La tienda de Fernando carece de grandes carteles a la puerta. Ni luminosos ni de los otros. No hace falta. En Vallesa de la Guareña todo el mundo sabe el camino para llegar. Y si viene alguien de fuera, como es el caso, basta con preguntar. Una vez dentro, la estampa muestra un negocio de los de toda la vida. De hecho, si no fuera por el datáfono moderno, el local podría formar parte de un viaje en el tiempo. Pero no. Es octubre de 2025 y el comercio resiste en el mismo lugar en el que abrió en los años 60. Ha llovido y han pasado otras muchas cosas.
En el instante preciso de la visita, la tienda permanece vacía, pero basta un saludo a buen tono para alertar al dueño, Fernando Viruega, que sale acelerado de la vivienda contigua dispuesto a atender. Efectivamente, el responsable del comercio reside en un hogar que apenas permanece separado del establecimiento por una puerta. Como otra habitación cualquiera. El modelo era relativamente común antaño. Ahora, cada vez menos.

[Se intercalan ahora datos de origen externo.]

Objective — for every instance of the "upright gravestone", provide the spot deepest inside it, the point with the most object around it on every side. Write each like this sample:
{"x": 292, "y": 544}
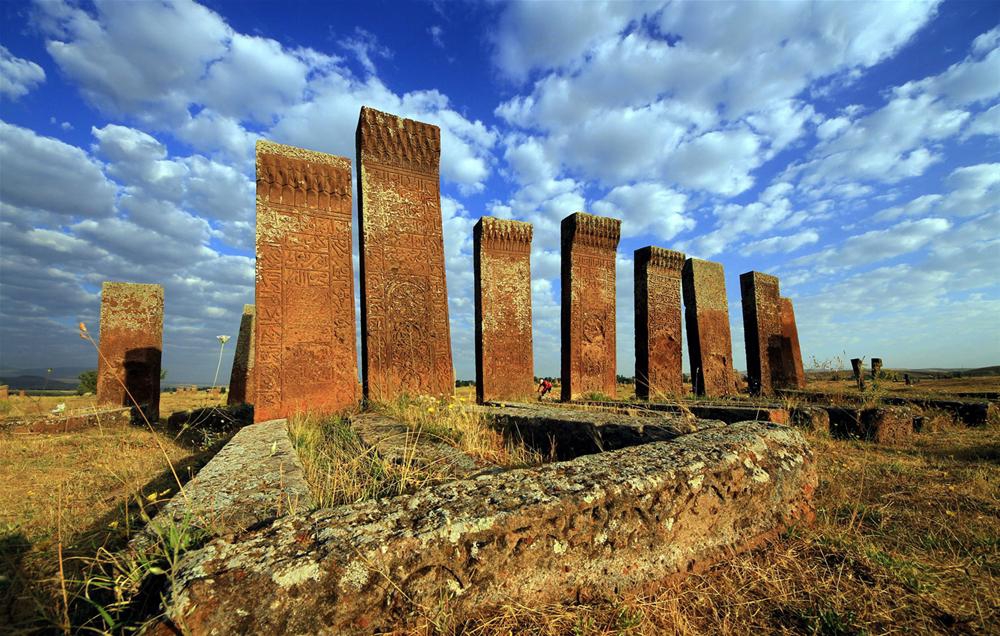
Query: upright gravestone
{"x": 304, "y": 350}
{"x": 706, "y": 315}
{"x": 241, "y": 379}
{"x": 793, "y": 371}
{"x": 405, "y": 336}
{"x": 502, "y": 262}
{"x": 762, "y": 331}
{"x": 131, "y": 344}
{"x": 658, "y": 322}
{"x": 589, "y": 246}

Tampoco resulta demasiado habitual ver una tienda abierta en un pueblo que, según la última actualización del INE, tiene 53 habitantes. Vallesa está de suerte con eso. Fernando aguanta, todavía tiene 56 años y prevé rematar su vida laboral en el lugar que heredó de Germán y Justina, sus padres. Allí despacha productos de alimentación de todo tipo y el pan que elabora en su horno de leña. Ese miércoles en el que tiene lugar la charla se ha levantado a las dos y media de la mañana para ponerse a la labor. ¿No es mucho trabajo? El comerciante sonríe y se encoge de hombros.
Fernando es consciente de que, para sostener el negocio según lo tiene ahora, no le queda otra que empujar. La tienda cuenta con dos empleadas que permiten que el dueño pueda «expandirse» con su pan por otras localidades sin dejar desatendido el establecimiento principal. Además, su ruta tiene una parte curiosa, ligada a la ubicación del pueblo del que parte. Y es que, aunque el reparto solo llega a otros tres núcleos aparte de Vallesa, cada cual es de una provincia diferente: Olmo, también en Zamora; Tarazona de la Guareña, en Salamanca, a diez kilómetros; y Torrecilla de la Orden, en Valladolid, a 19.
A esos lugares se desplaza Fernando, «con el pan contado», igual que va cada mañana a Salamanca para adquirir el género que luego despacha en la tienda. «La gente de aquí es fiel», aclara el dueño del establecimiento, que cita dos momentos críticos para el negocio: la crisis de 2008 – «malísima, pero nos recuperamos» – y la pandemia: «Gracias a Dios, no nos cogió el COVID ni nada, después de las locuras que hicimos», advierte.

Todo, con un proyecto que «es multiservicio total». De hecho, en una esquina del establecimiento, Fernando también tiene una parte de estanco: «Me toca moverme mucho, pero no me puedo quejar», asegura el tendero, que cree que el pueblo sí valora lo que él hace. «Yo soy consciente de que, el día que me jubile, aquí no va a venir nadie. Lo hemos visto con el bar. Teníamos uno, pero se cerró hace dos años y no lo han cogido», destaca este pequeño empresario.
«Casi como un 24 horas»
«Yo puedo seguir porque no tengo hipotecas ni nada», insiste Fernando, que está acostumbrado a que la gente, incluso en los ratos que cierra, le toque a la puerta si necesita algo o si se le ha olvidado llevarse un producto que necesitaba: «Hay muchos domingos que cogen y pican porque saben que estás aquí. Es casi como 24 horas. Pero yo súper contento de que lo sigan haciendo. Algo siempre te dejan», desliza el comerciante.
Antes de despedirse, el tendero de Vallesa subraya que sus padres, de 88 y 84 años, aún le echan una mano para algunos asuntos. «Y están felices de que siga», advierte Fernando, antes de cruzar el umbral del negocio para pasar al ambiente de su casa. Una frontera casi indistinguible.